Pour que tout se déroule selon les plans de Guillaume II, il faut informer les Américains de la présence de soldats japonais non loin de leur frontière. Le Kaiser donne alors une interview dans un journal américain afin de prévenir le danger qui menace le peuple américain d'une invasion japonaise en provenance du Mexique. Malgré cette annonce fracassante, le président Roosevelt ne réagit que partiellement et surtout n’envoie pas d'armées au Mexique. Le Kaiser est une nouvelle fois contrarié par ce manque de réaction. Pour persuader les Américains de la véracité de ces déclarations, un espion allemand est envoyé à Paris en 1911 dont la mission consiste à dérober le plan secret que le ministre des finances mexicain est, croit-on, occupé à négocier avec des agents japonais.

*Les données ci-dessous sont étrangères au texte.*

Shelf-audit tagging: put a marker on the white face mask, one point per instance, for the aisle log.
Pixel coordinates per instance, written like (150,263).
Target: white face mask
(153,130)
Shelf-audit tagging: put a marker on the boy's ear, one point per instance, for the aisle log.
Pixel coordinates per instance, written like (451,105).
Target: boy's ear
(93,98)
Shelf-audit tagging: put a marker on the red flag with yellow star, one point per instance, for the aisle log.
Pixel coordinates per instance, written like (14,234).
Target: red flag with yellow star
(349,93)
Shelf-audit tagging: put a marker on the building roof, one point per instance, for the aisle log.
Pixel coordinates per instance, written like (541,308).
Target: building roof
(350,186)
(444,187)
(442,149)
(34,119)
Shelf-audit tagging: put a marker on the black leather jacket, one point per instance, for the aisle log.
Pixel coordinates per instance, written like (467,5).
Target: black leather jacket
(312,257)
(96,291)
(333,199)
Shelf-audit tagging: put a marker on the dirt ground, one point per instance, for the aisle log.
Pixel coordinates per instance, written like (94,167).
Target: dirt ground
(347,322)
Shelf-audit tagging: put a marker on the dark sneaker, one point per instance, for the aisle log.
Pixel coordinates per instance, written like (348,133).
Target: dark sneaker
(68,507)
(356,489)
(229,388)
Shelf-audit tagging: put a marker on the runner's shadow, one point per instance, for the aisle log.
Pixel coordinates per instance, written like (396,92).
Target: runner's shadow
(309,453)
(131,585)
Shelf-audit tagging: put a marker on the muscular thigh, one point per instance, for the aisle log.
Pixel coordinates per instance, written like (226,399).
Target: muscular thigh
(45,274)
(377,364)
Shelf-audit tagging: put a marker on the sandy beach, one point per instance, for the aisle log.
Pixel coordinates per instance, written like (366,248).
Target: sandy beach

Quelques semaines plus tard, les Allemands déclarent que leur espion a accomplit sa mission avec succès et une copie du pacte secret, entre le Mexique et le Japon, était entre les mains de l'ambassadeur américain au Mexique, Henry Lane Wilson. De-là, la rumeur fait rage et le président américain Taft, successeur de Roosevelt, finit par mobiliser, le 06 mars 1911, 20 000 soldats sur la frontière mexicaine. Le Texas et les États frontaliers sont alors en effervescence. Publiquement, l'ambassadeur Wilson ne peut rien faire pour endiguer cette rumeur galopante. Dans le privé, il déclare au département d'État n'avoir reçu aucun pacte secret !

Tout cela est donc bien une invention allemande. Le président Taft n'a aucunement l'intention d'envahir le Mexique pour chasser des soi-disant des troupes japonaises stationnées dans la jungle. La question de savoir si ce pacte a réellement existé demeure à ce jour sans réponse. Par contre, les Allemands ont réussi à persuader les Américains qu'une action mexicano-japonaise contre les États-Unis reste possible. Le piège est déjà tout prêt pour Zimmermann et son fameux télégramme.